Just over three-quarters of shoes, apparel and home textiles such as tablecloths and bed sheets that are imported from China will be subject to a 10% levy as of Sept. 1, according to data shared with Bloomberg News by the American Apparel & Footwear Association, an industry promotion group. That’s in spite of President Donald Trump’s plan to spare holiday shoppers the impact of higher prices by delaying some of the tariffs until Dec. 15.

“The fact that all the headlines are saying the administration ‘saved Christmas’ is just creating more confusion. This is not the case,” Steve Lamar, the executive vice president of the industry group, said in an email. “The majority of our products will be hit with a higher tariff bill on September 1.”

Lamar said the tariffs amount to a new tax on U.S. businesses and consumers.

While smartphones, laptops and toys have been excluded -- at least for now -- the new round will affect a broad swath of goods, from antiques and agricultural products to kitchenware and apparel.

According to an internal White House communication seen by Bloomberg, the administration split the initial tariff list on $300 billion of goods into two by looking at the percentage of a category that the U.S. imported from China in 2018. If less than 75% of a category of imports came from China, then those goods are in line for a Sept. 1 increase.

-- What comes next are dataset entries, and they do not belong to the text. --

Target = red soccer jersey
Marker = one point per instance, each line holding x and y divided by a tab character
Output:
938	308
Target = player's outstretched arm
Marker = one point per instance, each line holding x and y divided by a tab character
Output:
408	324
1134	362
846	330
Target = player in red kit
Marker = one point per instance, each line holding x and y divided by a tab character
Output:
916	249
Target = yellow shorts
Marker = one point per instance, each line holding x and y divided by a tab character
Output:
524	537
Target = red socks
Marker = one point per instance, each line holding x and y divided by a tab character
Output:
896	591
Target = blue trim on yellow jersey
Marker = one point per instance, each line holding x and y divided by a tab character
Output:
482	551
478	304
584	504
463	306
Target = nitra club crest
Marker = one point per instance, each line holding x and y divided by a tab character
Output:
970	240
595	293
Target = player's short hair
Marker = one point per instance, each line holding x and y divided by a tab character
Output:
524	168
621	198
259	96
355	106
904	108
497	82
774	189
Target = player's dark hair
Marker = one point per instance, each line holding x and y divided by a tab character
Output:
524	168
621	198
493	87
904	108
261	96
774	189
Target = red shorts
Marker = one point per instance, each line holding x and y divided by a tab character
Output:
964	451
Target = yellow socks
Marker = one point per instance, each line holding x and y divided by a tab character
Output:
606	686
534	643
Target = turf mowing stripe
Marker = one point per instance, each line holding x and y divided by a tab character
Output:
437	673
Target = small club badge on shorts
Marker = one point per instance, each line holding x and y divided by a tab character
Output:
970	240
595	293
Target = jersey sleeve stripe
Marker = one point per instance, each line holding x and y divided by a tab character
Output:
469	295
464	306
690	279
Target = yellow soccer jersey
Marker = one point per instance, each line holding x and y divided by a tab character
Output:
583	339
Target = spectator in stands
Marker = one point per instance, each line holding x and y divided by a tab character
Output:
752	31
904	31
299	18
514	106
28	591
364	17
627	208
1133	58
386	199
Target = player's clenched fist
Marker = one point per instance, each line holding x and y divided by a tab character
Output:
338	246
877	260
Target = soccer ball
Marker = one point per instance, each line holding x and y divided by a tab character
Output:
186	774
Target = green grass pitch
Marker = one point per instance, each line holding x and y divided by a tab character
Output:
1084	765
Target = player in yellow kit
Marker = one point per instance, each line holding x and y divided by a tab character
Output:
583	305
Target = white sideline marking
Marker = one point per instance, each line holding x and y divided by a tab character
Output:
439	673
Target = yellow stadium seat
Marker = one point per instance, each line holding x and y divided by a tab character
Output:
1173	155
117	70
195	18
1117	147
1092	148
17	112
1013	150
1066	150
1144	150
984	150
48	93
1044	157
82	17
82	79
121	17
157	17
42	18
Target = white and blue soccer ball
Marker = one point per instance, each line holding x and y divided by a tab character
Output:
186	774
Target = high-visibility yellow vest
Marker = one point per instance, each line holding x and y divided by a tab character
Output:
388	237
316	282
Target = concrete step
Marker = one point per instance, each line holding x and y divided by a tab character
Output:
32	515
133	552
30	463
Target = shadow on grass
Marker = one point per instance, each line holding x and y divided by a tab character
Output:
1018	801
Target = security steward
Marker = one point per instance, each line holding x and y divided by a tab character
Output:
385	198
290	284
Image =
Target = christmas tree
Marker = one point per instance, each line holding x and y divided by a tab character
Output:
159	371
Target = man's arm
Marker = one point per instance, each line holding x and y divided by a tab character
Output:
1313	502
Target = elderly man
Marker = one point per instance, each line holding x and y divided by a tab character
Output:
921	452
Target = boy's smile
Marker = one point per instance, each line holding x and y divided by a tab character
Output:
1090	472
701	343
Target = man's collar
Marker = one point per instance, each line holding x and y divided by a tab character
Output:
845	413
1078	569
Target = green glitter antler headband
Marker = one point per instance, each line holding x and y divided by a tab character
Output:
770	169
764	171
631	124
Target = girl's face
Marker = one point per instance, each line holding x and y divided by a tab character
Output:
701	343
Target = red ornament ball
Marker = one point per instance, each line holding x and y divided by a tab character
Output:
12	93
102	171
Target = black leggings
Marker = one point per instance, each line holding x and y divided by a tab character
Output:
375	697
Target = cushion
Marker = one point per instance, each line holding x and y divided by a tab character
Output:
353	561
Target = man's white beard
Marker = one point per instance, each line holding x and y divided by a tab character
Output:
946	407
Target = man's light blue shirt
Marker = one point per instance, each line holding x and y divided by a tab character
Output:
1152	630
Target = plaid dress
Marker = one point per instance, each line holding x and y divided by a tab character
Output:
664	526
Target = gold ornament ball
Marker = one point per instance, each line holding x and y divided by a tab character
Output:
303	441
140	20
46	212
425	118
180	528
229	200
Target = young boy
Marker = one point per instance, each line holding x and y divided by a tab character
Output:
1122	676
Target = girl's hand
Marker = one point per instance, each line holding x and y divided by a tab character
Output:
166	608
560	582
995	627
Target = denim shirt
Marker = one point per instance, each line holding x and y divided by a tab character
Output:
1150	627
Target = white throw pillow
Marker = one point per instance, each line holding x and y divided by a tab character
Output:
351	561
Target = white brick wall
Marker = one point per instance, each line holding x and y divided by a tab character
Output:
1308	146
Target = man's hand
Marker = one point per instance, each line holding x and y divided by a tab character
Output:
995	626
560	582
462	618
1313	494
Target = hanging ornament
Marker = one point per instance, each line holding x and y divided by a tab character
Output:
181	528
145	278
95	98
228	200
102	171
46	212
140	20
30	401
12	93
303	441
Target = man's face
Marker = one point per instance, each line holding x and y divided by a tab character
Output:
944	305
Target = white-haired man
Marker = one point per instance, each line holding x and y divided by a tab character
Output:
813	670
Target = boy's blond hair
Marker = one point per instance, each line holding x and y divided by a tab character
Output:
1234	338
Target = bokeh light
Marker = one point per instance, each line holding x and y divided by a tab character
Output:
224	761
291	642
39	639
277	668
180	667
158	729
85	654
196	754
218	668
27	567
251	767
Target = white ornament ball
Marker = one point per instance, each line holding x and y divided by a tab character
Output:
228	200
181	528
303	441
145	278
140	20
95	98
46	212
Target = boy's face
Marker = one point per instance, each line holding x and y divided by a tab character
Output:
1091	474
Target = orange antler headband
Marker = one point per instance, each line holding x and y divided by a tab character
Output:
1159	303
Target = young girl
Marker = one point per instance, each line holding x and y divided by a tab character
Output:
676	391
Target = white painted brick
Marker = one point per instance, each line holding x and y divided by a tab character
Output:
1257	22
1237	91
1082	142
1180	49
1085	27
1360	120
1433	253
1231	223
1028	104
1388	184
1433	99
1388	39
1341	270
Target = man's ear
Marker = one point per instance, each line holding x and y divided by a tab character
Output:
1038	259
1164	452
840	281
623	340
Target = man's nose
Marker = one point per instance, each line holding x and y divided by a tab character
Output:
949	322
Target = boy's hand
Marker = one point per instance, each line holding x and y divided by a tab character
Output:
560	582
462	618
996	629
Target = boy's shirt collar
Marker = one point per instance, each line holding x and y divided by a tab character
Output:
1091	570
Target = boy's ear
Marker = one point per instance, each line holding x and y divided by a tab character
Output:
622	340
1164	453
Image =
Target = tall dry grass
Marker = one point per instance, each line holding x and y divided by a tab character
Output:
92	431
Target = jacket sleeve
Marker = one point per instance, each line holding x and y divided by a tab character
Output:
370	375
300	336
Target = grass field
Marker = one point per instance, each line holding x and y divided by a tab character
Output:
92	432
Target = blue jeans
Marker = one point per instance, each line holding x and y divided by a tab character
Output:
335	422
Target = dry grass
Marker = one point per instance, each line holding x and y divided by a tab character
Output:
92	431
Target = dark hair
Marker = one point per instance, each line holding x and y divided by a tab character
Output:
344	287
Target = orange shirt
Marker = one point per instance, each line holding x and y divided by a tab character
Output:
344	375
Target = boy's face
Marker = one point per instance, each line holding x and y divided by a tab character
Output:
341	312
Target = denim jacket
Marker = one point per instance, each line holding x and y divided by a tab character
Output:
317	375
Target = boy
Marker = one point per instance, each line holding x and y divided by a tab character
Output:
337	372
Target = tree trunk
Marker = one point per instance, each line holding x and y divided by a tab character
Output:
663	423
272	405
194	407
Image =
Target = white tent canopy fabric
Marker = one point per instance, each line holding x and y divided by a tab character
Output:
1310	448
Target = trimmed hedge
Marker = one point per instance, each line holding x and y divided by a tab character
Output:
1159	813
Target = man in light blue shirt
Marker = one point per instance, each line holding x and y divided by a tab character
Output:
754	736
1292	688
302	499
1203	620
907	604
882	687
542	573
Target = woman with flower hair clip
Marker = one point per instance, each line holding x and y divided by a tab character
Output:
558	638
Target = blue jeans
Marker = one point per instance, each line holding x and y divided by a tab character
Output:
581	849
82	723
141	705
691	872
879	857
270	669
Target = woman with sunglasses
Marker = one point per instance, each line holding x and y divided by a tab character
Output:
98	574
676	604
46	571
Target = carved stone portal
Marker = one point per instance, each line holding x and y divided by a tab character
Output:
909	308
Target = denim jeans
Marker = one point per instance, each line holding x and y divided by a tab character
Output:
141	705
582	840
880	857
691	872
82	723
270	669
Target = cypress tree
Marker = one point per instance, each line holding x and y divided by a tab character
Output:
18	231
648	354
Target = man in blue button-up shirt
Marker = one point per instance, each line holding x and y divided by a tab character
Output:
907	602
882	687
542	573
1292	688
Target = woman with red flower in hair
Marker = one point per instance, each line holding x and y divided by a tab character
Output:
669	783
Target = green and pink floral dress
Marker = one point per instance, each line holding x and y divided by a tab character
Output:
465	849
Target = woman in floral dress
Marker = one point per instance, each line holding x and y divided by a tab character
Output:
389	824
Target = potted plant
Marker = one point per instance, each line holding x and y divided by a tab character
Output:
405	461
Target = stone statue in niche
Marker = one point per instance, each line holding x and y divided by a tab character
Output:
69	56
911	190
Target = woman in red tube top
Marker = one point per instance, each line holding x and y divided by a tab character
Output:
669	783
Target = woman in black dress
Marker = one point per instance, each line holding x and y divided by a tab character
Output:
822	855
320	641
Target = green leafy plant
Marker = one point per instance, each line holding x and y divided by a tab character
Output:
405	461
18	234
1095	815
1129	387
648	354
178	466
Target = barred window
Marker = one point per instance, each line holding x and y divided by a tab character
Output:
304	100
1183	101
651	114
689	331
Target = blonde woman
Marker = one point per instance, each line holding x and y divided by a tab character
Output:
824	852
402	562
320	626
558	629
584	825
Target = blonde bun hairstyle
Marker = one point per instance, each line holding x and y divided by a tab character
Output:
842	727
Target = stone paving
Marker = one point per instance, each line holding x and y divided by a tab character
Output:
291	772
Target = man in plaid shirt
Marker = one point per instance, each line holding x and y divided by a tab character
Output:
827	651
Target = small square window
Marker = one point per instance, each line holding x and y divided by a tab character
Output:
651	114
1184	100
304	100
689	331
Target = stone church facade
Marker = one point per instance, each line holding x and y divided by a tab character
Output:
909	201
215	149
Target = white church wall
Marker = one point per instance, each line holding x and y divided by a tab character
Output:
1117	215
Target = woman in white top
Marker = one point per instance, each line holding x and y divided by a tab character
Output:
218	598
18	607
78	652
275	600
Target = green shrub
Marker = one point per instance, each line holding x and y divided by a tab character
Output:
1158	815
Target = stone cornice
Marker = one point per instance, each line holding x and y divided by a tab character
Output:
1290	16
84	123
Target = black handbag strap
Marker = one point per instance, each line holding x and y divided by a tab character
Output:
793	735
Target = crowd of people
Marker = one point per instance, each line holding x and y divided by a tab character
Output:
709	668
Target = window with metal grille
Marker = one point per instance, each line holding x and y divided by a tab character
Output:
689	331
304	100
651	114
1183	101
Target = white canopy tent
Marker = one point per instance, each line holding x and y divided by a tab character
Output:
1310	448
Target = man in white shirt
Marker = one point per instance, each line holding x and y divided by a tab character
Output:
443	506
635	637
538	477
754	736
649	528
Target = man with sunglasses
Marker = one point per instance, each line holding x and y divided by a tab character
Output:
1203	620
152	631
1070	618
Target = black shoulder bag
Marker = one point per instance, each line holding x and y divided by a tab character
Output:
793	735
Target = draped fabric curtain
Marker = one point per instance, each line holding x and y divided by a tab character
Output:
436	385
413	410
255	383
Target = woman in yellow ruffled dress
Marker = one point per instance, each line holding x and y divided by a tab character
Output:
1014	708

If the U.S. got 75% or more from China, however, the levies won’t be imposed until Dec. 15.

Commerce Secretary Wilbur Ross told CNBC on Wednesday that the administration had conducted multiple analyses on the effects of the tariffs before announcing the latest round of duties the previous day.

Retailers are bracing for the tariffs’ impact. Macy’s Inc., which trimmed its guidance earlier Wednesday, said the duties could reduce its per-share profits this year by as much as another nickel, according to Chief Executive Officer Jeff Gennette. That would total about $15 million. The toy industry, meanwhile, has said the delay will give it more room to maneuver and update its global sourcing plans.

--With assistance from Sarah McGregor.